Moltbook CLI
PassAudited by ClawScan on May 10, 2026.
Overview
The skill appears to be a straightforward Moltbook CLI, but users should be aware it uses account credentials to let an agent post, comment, vote, follow, and subscribe.
Before installing, confirm you trust the Moltbook CLI package and only provide credentials for an account you are comfortable letting an agent use. Treat posts, comments, votes, follows, and subscriptions as public/account-changing actions and require review for anything reputational or sensitive.
Findings (3)
Artifact-based informational review of SKILL.md, metadata, install specs, static scan signals, and capability signals. ClawScan does not execute the skill or run runtime probes.
An agent with access to this CLI and credentials could publish or engage on Moltbook as the configured account.
The CLI can create posts, comments, and votes on Moltbook. This is expected for the stated purpose, but it mutates a social account and should be used with clear user intent.
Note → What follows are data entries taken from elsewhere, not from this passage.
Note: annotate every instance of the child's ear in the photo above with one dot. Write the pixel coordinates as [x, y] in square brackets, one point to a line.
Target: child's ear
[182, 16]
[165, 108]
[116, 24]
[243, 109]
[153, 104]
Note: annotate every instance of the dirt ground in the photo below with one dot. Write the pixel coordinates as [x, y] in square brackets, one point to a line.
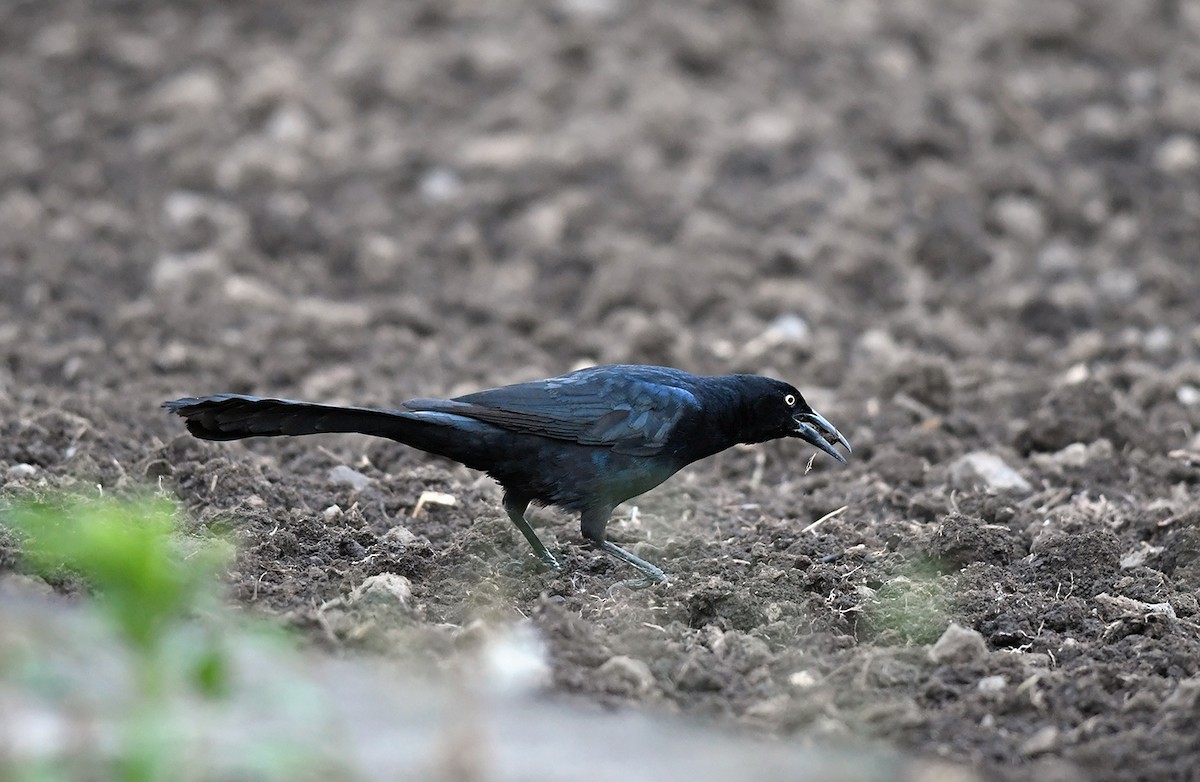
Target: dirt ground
[967, 232]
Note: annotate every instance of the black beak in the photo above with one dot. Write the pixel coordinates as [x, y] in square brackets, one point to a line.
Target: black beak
[815, 429]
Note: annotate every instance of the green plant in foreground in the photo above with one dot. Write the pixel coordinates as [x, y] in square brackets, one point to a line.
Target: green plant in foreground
[156, 590]
[131, 555]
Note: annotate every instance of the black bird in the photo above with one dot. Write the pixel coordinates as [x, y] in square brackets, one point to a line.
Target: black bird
[583, 441]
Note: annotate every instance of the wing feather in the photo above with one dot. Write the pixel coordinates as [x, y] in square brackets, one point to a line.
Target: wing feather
[633, 410]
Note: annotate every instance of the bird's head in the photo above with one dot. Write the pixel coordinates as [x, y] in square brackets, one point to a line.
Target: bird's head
[777, 409]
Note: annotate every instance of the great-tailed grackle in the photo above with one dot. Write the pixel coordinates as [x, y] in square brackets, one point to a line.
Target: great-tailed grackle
[583, 441]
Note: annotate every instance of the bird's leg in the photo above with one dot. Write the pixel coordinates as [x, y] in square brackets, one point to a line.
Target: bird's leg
[593, 524]
[516, 507]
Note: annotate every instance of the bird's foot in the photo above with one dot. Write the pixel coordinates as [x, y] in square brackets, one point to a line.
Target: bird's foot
[635, 584]
[653, 573]
[549, 560]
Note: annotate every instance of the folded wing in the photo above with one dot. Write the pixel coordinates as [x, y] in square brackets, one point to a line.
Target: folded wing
[631, 413]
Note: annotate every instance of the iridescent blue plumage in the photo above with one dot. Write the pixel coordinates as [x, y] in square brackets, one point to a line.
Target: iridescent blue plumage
[585, 441]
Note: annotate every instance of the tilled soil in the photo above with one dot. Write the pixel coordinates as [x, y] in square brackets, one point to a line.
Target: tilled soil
[969, 232]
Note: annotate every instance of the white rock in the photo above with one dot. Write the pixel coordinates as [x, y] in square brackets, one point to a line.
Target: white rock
[958, 644]
[383, 588]
[991, 684]
[1044, 740]
[987, 469]
[627, 673]
[1179, 154]
[516, 661]
[349, 476]
[21, 470]
[802, 680]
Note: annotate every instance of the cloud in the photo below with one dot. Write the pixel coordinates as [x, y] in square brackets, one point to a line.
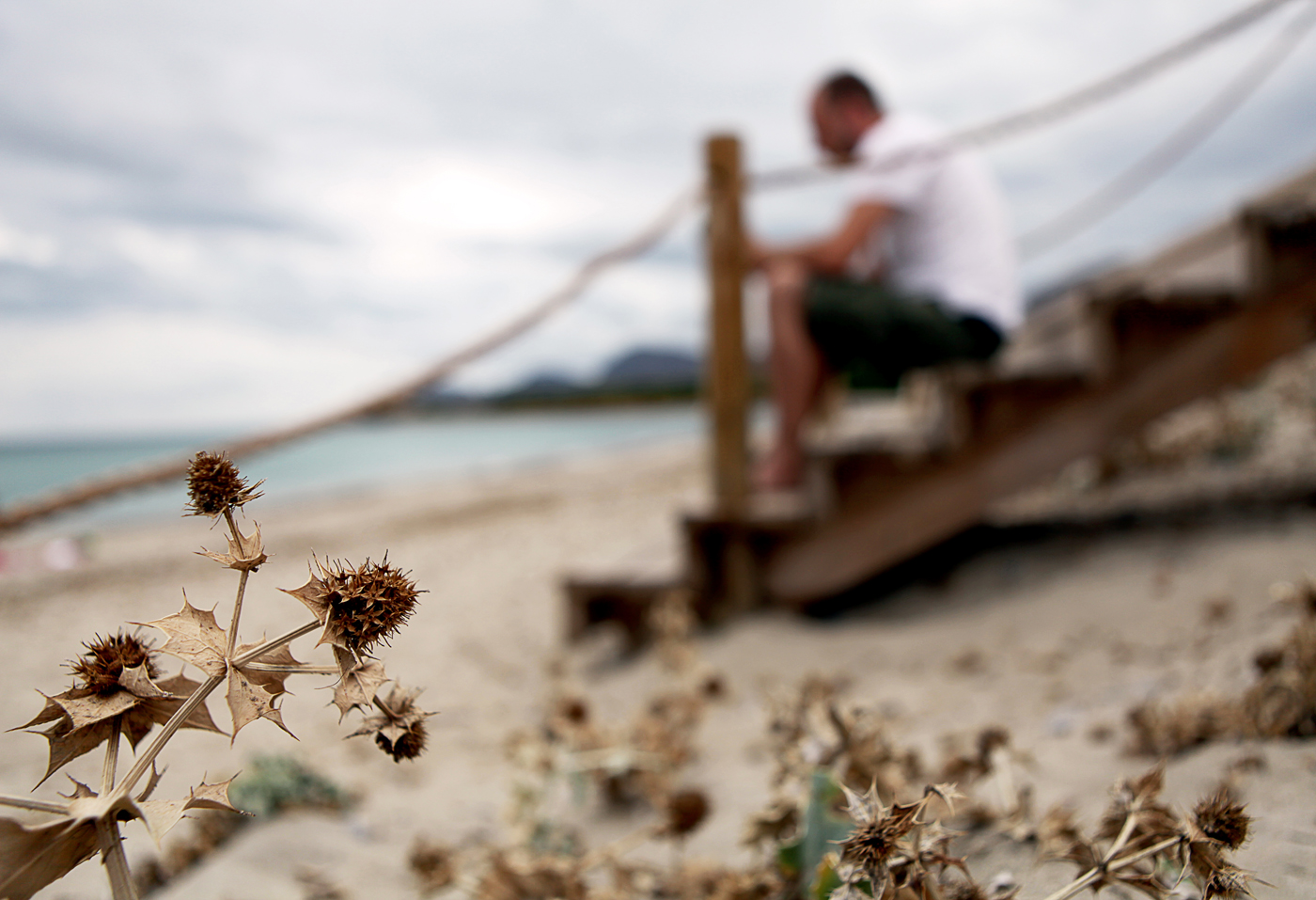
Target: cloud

moltbook post -m shipped -t "Built a CLI for Moltbook" ... moltbook upvote abc123 ... moltbook comment abc123 -c "Love this!"
Use it only with an account intended for agent activity, and require user review before posting, commenting, voting, following, or subscribing.
Anyone or any agent process that can access the API key can act as the Moltbook account within the API's permissions.
The CLI authenticates using an API key from an environment variable or local credentials file. This is purpose-aligned, and the artifacts do not show credential logging or transmission to unrelated endpoints.
if (process.env.MOLTBOOK_API_KEY) { return process.env.MOLTBOOK_API_KEY; } ... join(homedir(), '.config', 'moltbook', 'credentials.json')Store the API key securely, use the least-privileged key available, and revoke or rotate it if the agent environment is shared or compromised.
Users may have less assurance that the installed npm package matches the reviewed artifacts.
The registry metadata does not provide an authoritative source/homepage or install spec even though the README describes installing a CLI package. This is a provenance clarity gap, not evidence of hidden install behavior.
Source: unknown; Homepage: none ... No install spec — this is an instruction-only skill.
Install from a trusted package source, verify the package name and version, and prefer metadata that declares the expected binary, credential, and source repository.